Desfecho do pastelão: Kevin foi condenado a um ano de três meses de cadeia, a devolver o dinheiro e pagar mais uma indenização por danos morais a Cristina. Que em lugar de voltar para o hospício, onde é o seu lugar, com toda a certeza vai procurar um assassino que pelo menos tenha palavra. Como vocês sabem, já não se fazem assassinos como antigamente.
Cá no Brasil, somos menos engraçados. Nossos magistrados agora se empenham em uma séria discussão sobre a tese da bagatela. Um traficante foi preso quando vendia maconha. Como só foi apreendido um cigarro, pesando menos de 10 gramas – era tão pouco, uma bagatela – o Tribunal de Justiça de Goiás entendeu que “não havia intenção comercial” e o absolveu. Bem que os empresários vivem se queixando de que são perseguidos. Que mandou ter mania de lucro.

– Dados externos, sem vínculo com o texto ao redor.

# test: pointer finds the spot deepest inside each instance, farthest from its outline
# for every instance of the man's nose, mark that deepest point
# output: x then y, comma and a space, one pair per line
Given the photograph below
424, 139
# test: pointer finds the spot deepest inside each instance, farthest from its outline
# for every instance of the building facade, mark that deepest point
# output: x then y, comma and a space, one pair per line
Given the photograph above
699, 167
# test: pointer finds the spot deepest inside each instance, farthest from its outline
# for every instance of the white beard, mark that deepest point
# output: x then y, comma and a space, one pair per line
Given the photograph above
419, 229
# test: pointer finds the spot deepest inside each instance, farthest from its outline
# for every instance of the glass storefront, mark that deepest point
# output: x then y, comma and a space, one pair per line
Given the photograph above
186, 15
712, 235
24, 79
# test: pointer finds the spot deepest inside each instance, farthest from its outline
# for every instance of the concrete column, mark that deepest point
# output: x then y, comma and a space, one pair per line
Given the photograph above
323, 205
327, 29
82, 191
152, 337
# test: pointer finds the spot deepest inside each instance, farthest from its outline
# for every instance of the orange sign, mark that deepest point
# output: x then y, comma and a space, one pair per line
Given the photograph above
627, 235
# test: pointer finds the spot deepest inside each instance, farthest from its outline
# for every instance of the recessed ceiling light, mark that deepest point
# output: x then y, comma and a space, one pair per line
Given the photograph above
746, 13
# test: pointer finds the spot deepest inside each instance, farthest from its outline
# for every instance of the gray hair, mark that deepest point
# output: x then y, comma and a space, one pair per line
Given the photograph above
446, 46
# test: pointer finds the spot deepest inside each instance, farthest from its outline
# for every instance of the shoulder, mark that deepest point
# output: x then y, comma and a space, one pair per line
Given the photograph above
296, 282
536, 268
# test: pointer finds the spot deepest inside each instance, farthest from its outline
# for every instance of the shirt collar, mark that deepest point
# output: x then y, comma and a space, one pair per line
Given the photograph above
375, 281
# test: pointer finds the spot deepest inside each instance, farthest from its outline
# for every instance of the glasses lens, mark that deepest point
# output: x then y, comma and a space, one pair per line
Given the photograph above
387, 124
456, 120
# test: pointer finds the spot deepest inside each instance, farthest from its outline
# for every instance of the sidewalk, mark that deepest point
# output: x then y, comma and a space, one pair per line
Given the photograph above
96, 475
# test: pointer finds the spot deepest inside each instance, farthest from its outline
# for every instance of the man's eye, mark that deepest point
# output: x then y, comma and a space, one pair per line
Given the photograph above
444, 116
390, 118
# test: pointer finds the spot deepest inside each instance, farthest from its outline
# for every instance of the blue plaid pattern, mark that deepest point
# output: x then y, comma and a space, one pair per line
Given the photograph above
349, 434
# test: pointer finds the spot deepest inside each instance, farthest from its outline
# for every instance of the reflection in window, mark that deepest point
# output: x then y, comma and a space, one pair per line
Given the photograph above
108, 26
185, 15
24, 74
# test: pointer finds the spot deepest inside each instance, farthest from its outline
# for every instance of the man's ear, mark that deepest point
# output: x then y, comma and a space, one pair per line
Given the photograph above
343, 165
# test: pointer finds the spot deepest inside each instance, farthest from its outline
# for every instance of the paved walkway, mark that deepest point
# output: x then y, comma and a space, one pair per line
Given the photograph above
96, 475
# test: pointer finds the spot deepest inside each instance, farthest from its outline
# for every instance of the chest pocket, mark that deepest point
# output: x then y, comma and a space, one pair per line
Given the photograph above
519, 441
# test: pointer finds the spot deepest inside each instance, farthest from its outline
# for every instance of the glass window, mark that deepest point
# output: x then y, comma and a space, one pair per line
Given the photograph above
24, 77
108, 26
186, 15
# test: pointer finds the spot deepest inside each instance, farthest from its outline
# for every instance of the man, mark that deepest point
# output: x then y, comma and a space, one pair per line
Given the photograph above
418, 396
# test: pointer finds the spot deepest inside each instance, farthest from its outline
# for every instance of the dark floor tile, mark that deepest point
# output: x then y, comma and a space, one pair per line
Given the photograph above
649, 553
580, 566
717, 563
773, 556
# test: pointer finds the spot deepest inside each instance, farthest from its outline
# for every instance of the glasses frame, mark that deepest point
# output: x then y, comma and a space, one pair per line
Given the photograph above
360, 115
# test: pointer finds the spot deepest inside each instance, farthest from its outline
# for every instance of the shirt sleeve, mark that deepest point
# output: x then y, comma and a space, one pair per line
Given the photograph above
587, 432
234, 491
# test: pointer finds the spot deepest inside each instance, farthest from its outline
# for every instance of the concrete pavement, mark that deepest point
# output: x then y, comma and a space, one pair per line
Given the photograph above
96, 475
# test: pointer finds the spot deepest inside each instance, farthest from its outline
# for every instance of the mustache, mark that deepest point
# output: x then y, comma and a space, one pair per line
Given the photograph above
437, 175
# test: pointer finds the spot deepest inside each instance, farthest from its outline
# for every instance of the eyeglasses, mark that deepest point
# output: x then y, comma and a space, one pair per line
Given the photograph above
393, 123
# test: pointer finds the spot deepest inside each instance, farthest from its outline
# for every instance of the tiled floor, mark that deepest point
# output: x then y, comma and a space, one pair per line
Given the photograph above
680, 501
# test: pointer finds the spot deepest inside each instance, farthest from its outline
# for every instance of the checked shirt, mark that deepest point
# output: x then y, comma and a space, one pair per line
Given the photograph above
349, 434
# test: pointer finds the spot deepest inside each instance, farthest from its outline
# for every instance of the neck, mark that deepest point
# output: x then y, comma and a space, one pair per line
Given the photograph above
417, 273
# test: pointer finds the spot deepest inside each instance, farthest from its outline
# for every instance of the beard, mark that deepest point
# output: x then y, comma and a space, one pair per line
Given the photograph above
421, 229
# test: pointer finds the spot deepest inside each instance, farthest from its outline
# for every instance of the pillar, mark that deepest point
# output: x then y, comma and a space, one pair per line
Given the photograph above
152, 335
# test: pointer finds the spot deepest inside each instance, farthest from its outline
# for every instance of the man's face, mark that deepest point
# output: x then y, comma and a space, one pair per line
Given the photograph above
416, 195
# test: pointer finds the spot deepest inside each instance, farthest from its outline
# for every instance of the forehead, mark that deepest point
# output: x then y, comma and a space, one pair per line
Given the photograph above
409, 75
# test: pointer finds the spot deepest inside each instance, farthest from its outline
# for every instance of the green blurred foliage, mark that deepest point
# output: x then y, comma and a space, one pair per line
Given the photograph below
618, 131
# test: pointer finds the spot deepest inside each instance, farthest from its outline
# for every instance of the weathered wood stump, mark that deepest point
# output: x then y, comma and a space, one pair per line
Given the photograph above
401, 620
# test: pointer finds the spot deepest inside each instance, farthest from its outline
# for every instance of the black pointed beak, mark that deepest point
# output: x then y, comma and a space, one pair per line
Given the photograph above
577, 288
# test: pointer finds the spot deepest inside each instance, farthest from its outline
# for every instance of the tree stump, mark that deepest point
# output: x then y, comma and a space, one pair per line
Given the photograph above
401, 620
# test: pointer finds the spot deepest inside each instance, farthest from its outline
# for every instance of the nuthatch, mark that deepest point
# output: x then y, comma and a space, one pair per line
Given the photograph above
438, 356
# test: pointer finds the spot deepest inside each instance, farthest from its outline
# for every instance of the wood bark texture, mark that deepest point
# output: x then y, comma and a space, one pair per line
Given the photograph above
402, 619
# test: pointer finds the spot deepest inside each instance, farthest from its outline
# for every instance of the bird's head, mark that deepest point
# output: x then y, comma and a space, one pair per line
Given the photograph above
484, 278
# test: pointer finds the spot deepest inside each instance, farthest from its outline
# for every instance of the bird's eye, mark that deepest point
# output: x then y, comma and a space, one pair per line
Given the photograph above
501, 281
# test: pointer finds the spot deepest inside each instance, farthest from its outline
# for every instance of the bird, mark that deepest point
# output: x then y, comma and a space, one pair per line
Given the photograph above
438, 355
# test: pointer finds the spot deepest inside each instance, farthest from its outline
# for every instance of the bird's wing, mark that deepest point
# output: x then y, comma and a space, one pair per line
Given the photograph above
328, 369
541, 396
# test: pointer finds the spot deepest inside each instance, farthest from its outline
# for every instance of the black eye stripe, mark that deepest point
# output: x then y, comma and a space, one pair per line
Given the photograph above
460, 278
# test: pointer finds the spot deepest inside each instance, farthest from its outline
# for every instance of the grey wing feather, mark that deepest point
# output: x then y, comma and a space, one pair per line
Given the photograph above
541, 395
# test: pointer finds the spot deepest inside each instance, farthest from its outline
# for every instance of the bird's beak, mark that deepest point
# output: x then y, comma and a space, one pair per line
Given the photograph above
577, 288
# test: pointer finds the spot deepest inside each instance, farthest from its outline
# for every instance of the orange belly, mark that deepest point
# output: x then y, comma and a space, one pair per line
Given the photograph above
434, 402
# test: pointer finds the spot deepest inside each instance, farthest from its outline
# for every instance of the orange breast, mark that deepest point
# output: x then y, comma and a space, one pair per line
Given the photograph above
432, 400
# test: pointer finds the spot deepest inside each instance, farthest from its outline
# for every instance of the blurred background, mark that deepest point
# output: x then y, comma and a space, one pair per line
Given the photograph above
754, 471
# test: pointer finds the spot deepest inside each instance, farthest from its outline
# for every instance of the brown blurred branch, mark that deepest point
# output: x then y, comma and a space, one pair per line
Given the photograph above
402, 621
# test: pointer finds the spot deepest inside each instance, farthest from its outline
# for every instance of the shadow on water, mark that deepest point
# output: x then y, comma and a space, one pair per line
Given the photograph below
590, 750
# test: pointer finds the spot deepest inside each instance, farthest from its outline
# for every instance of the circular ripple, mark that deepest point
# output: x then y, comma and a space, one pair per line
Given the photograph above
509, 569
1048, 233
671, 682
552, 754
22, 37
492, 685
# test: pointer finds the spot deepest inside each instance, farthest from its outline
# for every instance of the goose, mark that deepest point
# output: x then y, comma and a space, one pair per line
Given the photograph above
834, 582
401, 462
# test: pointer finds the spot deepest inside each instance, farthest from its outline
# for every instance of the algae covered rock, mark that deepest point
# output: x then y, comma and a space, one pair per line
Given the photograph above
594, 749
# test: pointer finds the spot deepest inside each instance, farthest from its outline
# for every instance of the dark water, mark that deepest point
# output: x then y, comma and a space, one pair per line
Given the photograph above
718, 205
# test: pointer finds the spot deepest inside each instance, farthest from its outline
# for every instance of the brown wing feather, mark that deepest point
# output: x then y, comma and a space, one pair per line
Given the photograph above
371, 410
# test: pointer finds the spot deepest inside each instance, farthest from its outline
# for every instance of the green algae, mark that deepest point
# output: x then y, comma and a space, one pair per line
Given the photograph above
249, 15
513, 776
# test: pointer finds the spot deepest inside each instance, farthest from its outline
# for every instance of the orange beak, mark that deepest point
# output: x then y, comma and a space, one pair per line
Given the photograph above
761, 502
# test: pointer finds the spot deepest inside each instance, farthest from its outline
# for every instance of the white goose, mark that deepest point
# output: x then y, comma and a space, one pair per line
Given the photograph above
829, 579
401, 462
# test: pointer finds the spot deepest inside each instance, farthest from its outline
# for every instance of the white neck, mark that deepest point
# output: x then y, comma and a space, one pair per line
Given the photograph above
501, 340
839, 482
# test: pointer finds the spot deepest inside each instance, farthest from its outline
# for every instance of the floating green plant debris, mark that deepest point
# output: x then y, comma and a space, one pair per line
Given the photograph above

Aliás, em Goiânia, mesmo, um ladrão de supermercado, foi também solto porque só furtou – vejam a bagatela – algumas barras de chocolate, o que, palavras da sentença, “não ofende a ordem social, jurídica ou mesmo o patrimônio da vítima”.
A grande dúvida é se não estamos inventado a impunidade a prestações. Se alguém decidir furtar uma bagatela todos os dias, com a continuação a soma pode dar um grande valor. Mas como são bagatelas, a absolvição se impõe pelo sagrado princípio do bagatelão.